In the present work, we have related SSA to poor embryo prognosis (TE and ICM quality) and slow division (late biopsy). Poor embryo prognosis has recently been associated with oocyte- and cleavage-stage embryos with high rates of complex segmental aneuploidies, which have been attributed to hypothetical iatrogenic factors in IVF laboratories [23]. Indeed, blastocyst euploidy rates [1] and segmental abnormality variations [51] have been clearly linked to particular IVF centers. In line with such evidence, and in endorsement of the work of other authors [2], we suspect that the occurrence and type of segmental aneuploidy are internal quality indicators of IVF cycles, a hypothesis that requires testing in comparative inter-laboratory studies.

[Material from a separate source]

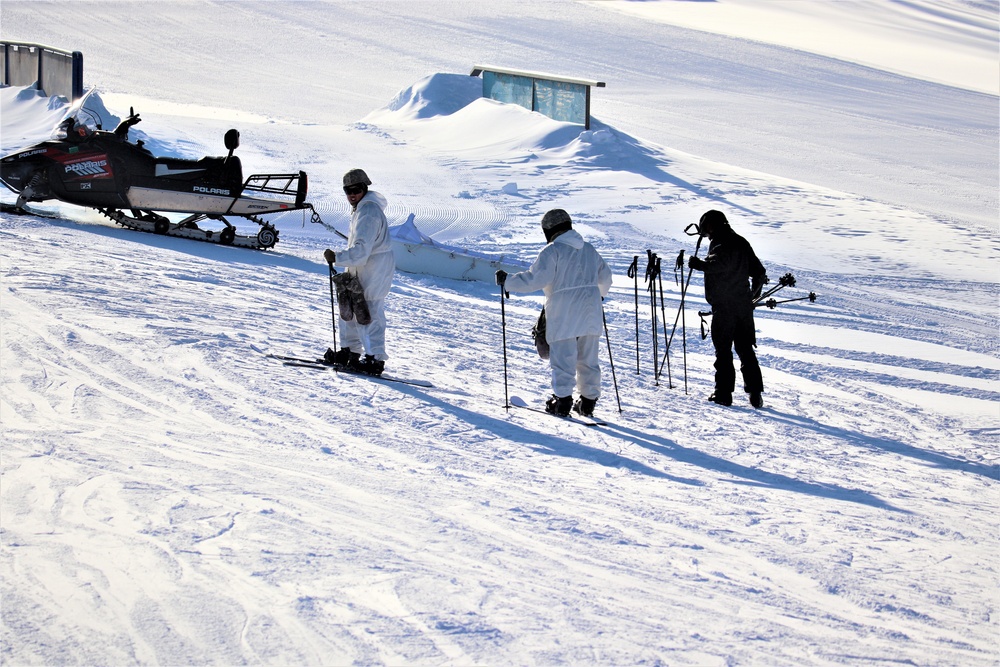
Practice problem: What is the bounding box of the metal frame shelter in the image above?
[470,65,606,130]
[0,41,83,100]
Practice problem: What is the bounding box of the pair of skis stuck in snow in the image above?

This observational study has some limitations associated with its retrospective nature. In addition, the causality of the correlations detected between the compared variables has not been investigated. However, in our view, such preliminary observational studies are relevant and necessary when a new phenomenon arises. We are confident that the analysis and discussion of SSA herein, together with previous reports by other authors [2, 3, 23], can help to design future prospective studies to determine the clinical significance of said phenomenon.

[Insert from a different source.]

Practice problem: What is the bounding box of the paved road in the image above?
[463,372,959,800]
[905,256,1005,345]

While we have used a single NGS-based platform for chromosomal analysis, a comparative study using different platforms could confirm our discoveries and offer answers to the questions raised by our data. Concerning technical limitations, the detection of mosaicism of segmental aneuploidy is pending validation with current technologies. According to a recent work by Zore and co-workers [52], studies in segmental mosaics are both limited and conflicting, and the limits of detection should be accurately stablished. For this reason, segmental aneuploidy mosaicism has not been considered in this paper. Finally, correlation studies between ICM and TE genetic constitution could help to throw further light on the biological effect of segmental aneuploidy.

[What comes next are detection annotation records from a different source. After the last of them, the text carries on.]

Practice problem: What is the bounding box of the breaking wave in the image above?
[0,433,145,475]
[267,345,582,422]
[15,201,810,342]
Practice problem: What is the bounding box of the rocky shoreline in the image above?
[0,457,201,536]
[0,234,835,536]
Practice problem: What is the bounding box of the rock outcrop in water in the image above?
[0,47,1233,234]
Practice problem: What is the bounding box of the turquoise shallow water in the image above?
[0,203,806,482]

SSA in human blastocysts has been poorly studied until the recent implementation of NGS, and the biological basis for the underlying events is still not fully understood. Deregulated machinery of cell division, relaxation of mitotic control points, biopsy method and iatrogenic factors may be implicated in segmental aneuploidy. The clinical implication of these partial chromosomal gains/losses is unknown, as the epidemiological data on newborns are scarce and fragmentary. The prevalence of these sub-chromosomal abnormalities in the general population is infra-registered, and most cytogenetic analyses of fetuses or newborns are performed using low resolution techniques (karyotype or non-invasive NGS-based protocols). New data based on inter-laboratory ring-tests and prospective studies are vital to establish criteria for deciding whether or not affected embryos should be transferred, especially in extreme situations in which only one segmental-aneuploid embryo is available.